Having begun her career in the theater at 27, she dipped into television, which she would of course return to later with, among other things, a double Emmy-winning role in Damages. Close was 35 when she starred in Garp, then came further critically-acclaimed work with The Big Chill and The Natural. In 1985, she experienced poor treatment from a producer on the set of Jagged Edge, who allegedly criticized her appearance in comparison to that of Jane Fonda who’d formerly been cast in the role. But that situation seems only to have shown Close’s true mettle.
“I think it might’ve also been the same producer who one time was standing right in my eye line,” she says. “At one point in that movie, I was in an office set with a phone on the desk. And during a setup, I picked up the phone, and then said to this producer, ‘Oh, it’s for you.’ And he automatically went and took the phone as though it was a real phone, as if there was actually a message on it. So, I got him back in a subtle way. I think I’m very fierce in work when I’m fighting for a character. I’ve never hesitated to stand up for the character however I can. Life is different, but in work, I have that ferocity.”

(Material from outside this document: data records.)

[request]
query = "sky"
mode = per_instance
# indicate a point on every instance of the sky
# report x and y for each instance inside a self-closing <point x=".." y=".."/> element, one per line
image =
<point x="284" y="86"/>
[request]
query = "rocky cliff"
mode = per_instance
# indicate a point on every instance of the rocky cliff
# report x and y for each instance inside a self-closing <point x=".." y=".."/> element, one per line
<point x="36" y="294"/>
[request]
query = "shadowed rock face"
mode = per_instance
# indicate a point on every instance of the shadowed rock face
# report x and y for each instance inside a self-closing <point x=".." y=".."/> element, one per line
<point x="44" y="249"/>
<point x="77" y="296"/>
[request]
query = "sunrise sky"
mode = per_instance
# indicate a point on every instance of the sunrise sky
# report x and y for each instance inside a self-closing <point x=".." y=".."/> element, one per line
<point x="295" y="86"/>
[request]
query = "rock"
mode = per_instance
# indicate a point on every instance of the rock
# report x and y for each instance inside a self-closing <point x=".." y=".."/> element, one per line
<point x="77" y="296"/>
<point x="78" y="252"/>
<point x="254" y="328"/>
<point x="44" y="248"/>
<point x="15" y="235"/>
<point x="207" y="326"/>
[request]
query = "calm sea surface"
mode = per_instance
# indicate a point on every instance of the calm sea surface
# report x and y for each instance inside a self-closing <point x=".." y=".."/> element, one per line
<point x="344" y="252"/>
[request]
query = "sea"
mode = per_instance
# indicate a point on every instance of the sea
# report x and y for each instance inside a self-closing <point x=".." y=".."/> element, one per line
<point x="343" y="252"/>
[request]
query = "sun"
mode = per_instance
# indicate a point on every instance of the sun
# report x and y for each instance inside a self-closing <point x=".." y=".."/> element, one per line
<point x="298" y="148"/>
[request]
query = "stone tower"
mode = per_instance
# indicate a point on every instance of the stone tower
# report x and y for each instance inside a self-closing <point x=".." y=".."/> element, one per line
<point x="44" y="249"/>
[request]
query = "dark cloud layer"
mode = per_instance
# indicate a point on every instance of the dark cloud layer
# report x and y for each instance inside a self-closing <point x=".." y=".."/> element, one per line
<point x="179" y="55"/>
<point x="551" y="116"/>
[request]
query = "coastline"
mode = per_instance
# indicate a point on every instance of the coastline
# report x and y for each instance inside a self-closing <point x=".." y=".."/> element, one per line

That ferocious defense of her art has led her to pick smaller films at times, based simply on a single scene that she wanted to play. While this was not at all the basis for how she chose The Wife when she first signed on five years ago, there were scenes in that script she felt so compelled by, she simply had to do them, she says. She singles out a favorite as the scene where Jonathan Pryce as Joan’s husband is accepting the Nobel Prize that should have been hers. There’s a long, long moment when the camera stays mostly on Close’s face, which remains almost expressionless, yet seems to radiate the white heat of suppressed rage. The scene was, for her, “quite extraordinary,” she says. “That whole sequence to me was very enticing and challenging. There are so many good scenes in this film that I have.”
With seven Oscar noms behind her, Close is now officially the most-nominated living person in Academy history who’s never actually won for acting. But, it’s not the awards or personal accolades that she’s here for exactly; it’s to truly fulfill her artistry in her work. If and when she stands on a podium as a winner, she stands for those whose dreams didn’t come to fruition; those who find themselves largely unrecognized and unrewarded.
“Both my grandmothers,” she says. “One had a beautiful singing voice and could have had a career as a singer. My maternal grandmother would have been, I think, a phenomenal actress. Neither of them were allowed to do that. It was because it was unthinkable. My mom was a wonderful writer; she was a wonderful artist. My older sister Tina is an untrained, self-taught, incredible artist. My brother is a magician with metal—he has a machine shop and he probably could have been an industrial engineer. None of us were mentored. My younger sister Jessie is a writer. So, I do feel, if you talk about personal fulfillment and a sense of feeling that you have had the chance to contribute in a positive way to society, yes, I think I’m carrying the unmet dreams of many people.”